If you want to meet the person who’s the real state school superintendent, it’s easy to find his office.
Go to the second floor of the state Capitol and look for the door marked “Governor.” Then ask the receptionist if you can say hello to Nathan Deal.
The passage of legislation authorizing a state takeover of low-performing schools ensures that the superintendent will be Deal — not that guy named Richard Woods who the voters elected last year.
Georgia will have an “Opportunity School District” headed by a person who answers only to the governor. This unelected official will have the power to take over the operation of a school, shut down that school, or convert it to a charter school.
Deal says his takeover program will put poorly performing schools on the road to success. “We know from other states such as Louisiana and Tennessee that these programs can produce positive results for students and communities,” he said when his proposal was rolled out.

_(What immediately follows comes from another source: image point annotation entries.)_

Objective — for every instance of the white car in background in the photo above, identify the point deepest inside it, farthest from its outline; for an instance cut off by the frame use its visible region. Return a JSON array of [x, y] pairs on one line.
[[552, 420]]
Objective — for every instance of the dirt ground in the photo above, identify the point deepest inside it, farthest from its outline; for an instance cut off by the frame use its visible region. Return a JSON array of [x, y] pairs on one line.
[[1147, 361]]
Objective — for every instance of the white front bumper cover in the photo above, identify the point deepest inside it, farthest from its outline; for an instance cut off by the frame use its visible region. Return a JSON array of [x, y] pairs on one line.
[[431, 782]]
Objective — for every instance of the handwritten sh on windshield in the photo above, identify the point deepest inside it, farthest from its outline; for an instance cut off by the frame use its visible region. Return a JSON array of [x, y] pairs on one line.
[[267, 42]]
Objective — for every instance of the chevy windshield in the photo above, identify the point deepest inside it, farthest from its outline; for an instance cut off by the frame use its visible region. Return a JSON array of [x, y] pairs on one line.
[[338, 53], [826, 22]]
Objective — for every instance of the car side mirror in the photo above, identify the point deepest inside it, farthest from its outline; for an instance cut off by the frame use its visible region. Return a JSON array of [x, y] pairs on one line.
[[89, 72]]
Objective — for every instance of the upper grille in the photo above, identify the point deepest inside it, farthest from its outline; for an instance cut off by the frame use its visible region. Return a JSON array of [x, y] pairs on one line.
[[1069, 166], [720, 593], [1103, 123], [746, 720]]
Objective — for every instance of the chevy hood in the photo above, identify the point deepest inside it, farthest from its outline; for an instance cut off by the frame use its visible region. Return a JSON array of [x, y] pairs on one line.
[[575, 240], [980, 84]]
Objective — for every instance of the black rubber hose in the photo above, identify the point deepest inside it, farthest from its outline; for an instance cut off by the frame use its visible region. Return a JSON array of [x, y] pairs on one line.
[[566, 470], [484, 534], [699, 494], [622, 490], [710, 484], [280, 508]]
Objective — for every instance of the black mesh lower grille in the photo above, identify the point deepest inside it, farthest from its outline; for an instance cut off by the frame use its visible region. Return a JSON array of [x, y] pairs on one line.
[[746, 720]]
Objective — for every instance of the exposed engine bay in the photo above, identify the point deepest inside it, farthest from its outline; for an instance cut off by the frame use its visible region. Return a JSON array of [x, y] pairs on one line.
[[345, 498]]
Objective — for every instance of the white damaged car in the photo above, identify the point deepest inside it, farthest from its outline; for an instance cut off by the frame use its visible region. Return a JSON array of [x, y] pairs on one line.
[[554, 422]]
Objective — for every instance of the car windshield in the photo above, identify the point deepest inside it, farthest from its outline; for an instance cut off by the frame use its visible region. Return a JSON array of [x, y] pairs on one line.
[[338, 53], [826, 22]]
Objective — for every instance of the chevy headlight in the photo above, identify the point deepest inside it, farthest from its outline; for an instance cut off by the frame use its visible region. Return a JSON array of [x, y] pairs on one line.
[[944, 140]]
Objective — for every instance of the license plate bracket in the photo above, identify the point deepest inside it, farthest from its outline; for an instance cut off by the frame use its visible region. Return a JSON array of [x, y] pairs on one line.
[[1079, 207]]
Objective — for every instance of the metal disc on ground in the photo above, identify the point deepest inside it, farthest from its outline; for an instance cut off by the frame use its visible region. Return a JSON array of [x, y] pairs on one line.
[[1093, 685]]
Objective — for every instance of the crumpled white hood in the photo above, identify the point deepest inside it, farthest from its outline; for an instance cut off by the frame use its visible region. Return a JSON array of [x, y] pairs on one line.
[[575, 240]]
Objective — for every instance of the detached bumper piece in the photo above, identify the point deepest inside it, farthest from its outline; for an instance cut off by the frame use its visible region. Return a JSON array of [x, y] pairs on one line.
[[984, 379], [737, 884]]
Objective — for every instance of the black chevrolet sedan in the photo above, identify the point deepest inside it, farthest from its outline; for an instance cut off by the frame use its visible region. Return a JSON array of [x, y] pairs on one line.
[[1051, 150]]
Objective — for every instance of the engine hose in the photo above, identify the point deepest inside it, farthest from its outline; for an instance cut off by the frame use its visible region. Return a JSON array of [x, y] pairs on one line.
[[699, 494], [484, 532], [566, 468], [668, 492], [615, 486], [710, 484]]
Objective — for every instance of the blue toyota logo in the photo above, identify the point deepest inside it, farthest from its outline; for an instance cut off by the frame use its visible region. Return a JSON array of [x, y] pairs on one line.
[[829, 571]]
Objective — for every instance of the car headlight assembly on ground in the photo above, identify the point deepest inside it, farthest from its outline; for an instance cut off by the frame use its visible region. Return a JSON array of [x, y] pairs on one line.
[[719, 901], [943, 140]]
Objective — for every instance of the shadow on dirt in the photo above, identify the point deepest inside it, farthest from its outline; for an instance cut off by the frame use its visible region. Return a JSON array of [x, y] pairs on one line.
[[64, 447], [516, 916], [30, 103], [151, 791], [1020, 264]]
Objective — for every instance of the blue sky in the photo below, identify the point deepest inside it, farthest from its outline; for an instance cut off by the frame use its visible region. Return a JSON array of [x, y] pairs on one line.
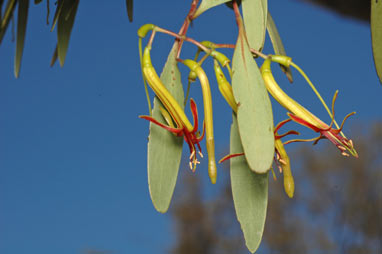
[[72, 149]]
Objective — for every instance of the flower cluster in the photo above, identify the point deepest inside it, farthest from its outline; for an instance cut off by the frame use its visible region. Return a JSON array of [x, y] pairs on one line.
[[179, 125]]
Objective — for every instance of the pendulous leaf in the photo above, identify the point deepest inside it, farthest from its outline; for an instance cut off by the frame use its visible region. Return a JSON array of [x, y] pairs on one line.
[[207, 4], [376, 35], [255, 22], [64, 27], [22, 18], [250, 193], [164, 149], [255, 119]]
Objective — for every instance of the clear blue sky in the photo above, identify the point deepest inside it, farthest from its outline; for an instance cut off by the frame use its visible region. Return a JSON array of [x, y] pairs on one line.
[[72, 149]]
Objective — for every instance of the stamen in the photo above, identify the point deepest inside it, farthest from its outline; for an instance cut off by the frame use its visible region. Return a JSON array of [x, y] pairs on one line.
[[192, 155]]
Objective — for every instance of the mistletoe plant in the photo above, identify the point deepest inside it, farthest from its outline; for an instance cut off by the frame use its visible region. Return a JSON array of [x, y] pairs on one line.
[[255, 141]]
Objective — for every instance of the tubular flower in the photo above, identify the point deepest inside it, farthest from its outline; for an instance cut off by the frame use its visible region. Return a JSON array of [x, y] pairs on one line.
[[304, 117], [207, 101], [281, 157], [173, 112]]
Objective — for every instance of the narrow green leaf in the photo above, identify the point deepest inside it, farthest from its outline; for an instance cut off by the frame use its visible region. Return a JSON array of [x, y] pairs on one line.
[[64, 27], [57, 13], [54, 57], [8, 13], [207, 4], [164, 149], [376, 35], [22, 18], [277, 44], [129, 6], [255, 22], [254, 109], [250, 193]]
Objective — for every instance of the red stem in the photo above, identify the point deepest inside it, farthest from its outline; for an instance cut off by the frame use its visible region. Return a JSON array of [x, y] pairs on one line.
[[183, 30]]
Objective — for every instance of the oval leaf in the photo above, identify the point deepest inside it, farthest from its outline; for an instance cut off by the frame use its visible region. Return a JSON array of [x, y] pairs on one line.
[[277, 44], [64, 27], [255, 20], [207, 4], [376, 35], [250, 194], [254, 114], [164, 149], [22, 18]]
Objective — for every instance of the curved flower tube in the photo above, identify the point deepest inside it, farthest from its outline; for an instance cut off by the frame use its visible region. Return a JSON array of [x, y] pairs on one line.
[[208, 119], [173, 112], [302, 116]]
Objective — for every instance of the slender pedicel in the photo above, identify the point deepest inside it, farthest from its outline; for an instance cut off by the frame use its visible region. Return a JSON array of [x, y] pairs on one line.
[[284, 163], [208, 119], [301, 115], [224, 86], [142, 32]]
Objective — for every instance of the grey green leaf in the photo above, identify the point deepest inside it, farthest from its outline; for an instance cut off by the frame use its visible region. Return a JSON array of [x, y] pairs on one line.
[[129, 6], [376, 35], [164, 149], [22, 18], [64, 27], [207, 4], [255, 22], [250, 193], [277, 44], [254, 114]]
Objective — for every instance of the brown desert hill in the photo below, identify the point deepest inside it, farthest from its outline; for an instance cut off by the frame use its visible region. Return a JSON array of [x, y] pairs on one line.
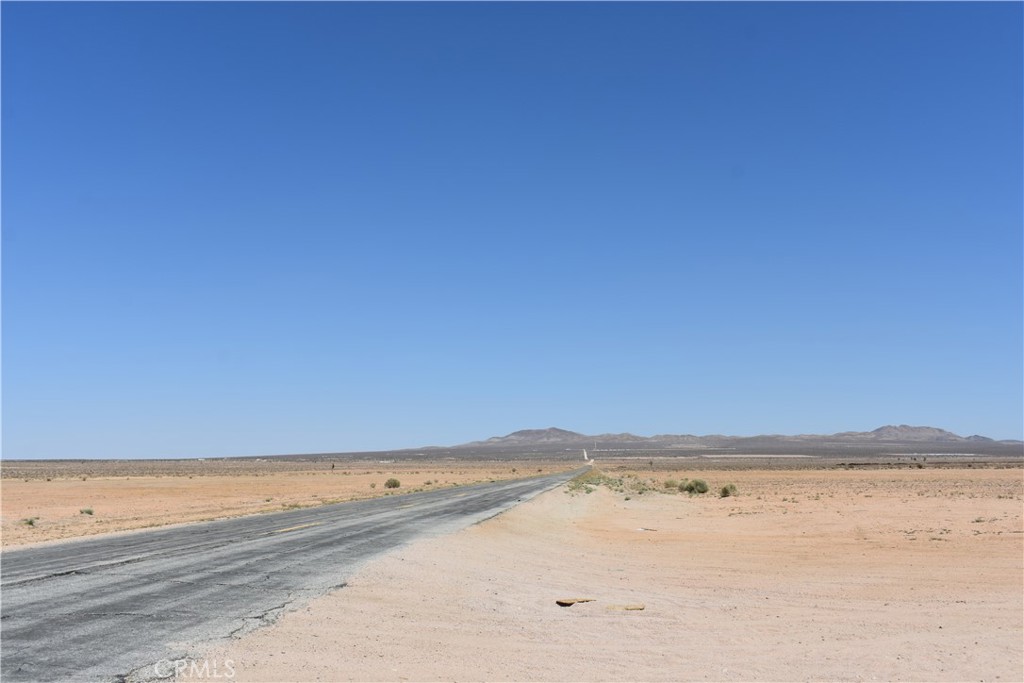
[[885, 439]]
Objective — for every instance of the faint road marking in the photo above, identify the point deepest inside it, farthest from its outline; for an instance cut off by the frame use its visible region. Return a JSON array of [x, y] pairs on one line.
[[294, 528]]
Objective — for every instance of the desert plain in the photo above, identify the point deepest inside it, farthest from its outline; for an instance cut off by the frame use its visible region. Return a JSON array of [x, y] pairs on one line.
[[904, 572]]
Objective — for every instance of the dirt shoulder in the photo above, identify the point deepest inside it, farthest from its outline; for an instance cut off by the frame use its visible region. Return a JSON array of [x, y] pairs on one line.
[[52, 501], [890, 574]]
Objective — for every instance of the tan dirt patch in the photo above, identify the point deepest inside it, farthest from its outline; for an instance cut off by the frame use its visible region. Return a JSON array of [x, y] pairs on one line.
[[906, 574], [58, 496]]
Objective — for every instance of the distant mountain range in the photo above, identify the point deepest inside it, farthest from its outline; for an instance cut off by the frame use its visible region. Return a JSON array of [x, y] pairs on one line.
[[900, 437]]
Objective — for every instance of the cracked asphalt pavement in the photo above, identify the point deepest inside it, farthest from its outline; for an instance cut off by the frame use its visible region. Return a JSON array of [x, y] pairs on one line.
[[109, 608]]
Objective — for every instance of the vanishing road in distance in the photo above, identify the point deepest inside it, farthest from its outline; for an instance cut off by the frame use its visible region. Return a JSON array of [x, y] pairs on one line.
[[110, 608]]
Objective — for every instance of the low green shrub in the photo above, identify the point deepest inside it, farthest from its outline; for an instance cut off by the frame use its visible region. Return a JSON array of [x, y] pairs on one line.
[[694, 486]]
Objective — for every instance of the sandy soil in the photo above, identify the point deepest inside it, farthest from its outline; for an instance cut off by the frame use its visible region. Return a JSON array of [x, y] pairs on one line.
[[887, 574], [65, 500]]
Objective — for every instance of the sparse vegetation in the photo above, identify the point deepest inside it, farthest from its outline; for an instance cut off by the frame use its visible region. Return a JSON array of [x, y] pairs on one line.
[[694, 486]]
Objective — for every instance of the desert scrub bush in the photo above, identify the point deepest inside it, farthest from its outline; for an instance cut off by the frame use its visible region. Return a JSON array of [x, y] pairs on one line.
[[694, 486]]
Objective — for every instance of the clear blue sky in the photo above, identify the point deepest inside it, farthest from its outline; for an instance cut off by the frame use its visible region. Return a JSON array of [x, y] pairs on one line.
[[242, 228]]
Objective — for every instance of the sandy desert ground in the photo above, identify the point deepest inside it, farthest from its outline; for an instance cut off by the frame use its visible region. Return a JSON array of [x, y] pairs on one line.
[[68, 499], [901, 574]]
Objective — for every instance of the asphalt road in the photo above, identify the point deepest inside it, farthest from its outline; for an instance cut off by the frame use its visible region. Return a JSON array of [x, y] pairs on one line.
[[110, 608]]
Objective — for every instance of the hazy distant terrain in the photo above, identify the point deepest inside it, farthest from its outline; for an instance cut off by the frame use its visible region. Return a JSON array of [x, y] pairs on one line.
[[887, 440]]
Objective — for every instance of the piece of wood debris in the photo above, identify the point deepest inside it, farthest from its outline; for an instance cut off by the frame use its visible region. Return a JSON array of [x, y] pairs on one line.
[[567, 602]]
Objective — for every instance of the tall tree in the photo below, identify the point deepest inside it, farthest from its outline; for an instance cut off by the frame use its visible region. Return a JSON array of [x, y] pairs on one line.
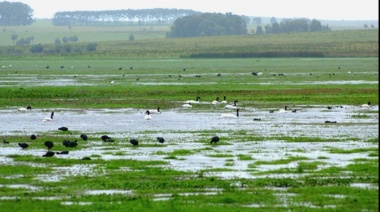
[[208, 24], [15, 14]]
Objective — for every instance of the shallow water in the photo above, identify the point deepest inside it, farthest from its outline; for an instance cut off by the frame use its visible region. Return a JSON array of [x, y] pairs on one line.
[[182, 130]]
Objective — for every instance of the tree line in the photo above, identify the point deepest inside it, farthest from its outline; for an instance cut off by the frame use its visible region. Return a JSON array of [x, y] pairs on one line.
[[15, 14], [208, 24], [292, 26], [119, 17]]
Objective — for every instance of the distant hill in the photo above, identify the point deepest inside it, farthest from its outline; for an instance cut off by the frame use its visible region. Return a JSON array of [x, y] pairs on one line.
[[333, 24]]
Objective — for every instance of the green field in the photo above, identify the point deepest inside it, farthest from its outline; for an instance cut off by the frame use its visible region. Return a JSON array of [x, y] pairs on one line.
[[334, 169]]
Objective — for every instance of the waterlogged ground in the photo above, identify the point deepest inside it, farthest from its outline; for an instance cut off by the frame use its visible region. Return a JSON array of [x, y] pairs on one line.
[[182, 129], [190, 129]]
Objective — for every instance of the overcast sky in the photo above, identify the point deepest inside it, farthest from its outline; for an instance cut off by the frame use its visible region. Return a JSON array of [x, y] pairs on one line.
[[318, 9]]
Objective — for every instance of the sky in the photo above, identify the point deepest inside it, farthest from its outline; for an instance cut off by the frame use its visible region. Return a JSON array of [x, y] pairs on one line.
[[311, 9]]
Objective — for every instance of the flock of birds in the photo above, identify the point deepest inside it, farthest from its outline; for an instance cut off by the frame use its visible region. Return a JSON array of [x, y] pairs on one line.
[[71, 144], [105, 138]]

It would be great if that actually happened, but history suggests otherwise. This is a path Georgia has traveled several times in recent years.
There was the A-Plus education reform of Roy Barnes, the “65 percent solution” and the “Investing in Educational Excellence” plans of Sonny Perdue, the charter system initiative of Casey Cagle, and the state charter school commission that Deal promoted three years ago. You can also throw in George Bush’s “No Child Left Behind” program.
Each of these proposals was going to be the solution that turned around the state’s subpar schools. The reality is that Georgia’s schools still rank low in such measurements as average SAT scores and high school graduation rates.
As we’ve noted previously in this space, Georgia’s lawmakers and governors have spent the past decade making “austerity cuts” in the formula funding for public schools that totaled more than $8 billion. Many systems were subsequently forced to lay off teachers and eliminate classroom instruction days to cope with the loss of state money.
After cutting off the funding to local systems, state officials then criticized the schools for failing to improve student performance. They remind me of the arsonist who sets fire to a house, then blames the fire department for not getting there fast enough to extinguish the blaze.
I will take the governor at his word that he really wants to improve the performance of public schools. But this latest proposal appears to be more about grabbing tax money than about educating kids.
The key to the Opportunity School District program is the authority it has to convert a traditional public school to a charter school. There is a fast-growing business sector of for-profit companies that make big bucks by managing charter schools.
When Deal’s takeover plan has been implemented, you can expect these out-of-state companies to swoop into Georgia, sign lucrative contracts with the Opportunity School District to manage the schools that are being converted, and be paid large sums of tax money for their services.
A clear indication that this will happen is the fact that StudentsFirst, an organization that lobbies for the expansion of charter schools, recently paid the tab for Deal and other state officials to take a “fact-finding” trip to New Orleans where a similar takeover program was enacted. Charter school management firms clearly have Georgia on their minds as the next big opportunity to extract profits from taxpayers.
There is still one political hurdle for Deal to clear in his proposal for a school takeover. Voters will have to approve a constitutional amendment that will be on the ballot in 2016.
It is safe to predict that the amendment will pass, probably by a similar margin as Deal’s constitutional amendment in 2012 to establish the state charter school commission. Charter school foundations and lobbying organizations will likely pour millions into the campaign to promote the amendment’s passage.
The creation of the Opportunity School District may turn out to be a good thing for students, or it may result in the looting of the state treasury. Either way, the governor effectively becomes the superintendent in charge of running public schools.
Woods and the people who serve on local school boards will just have to find some other way to pass their time.
Tom Crawford is editor of The Georgia Report.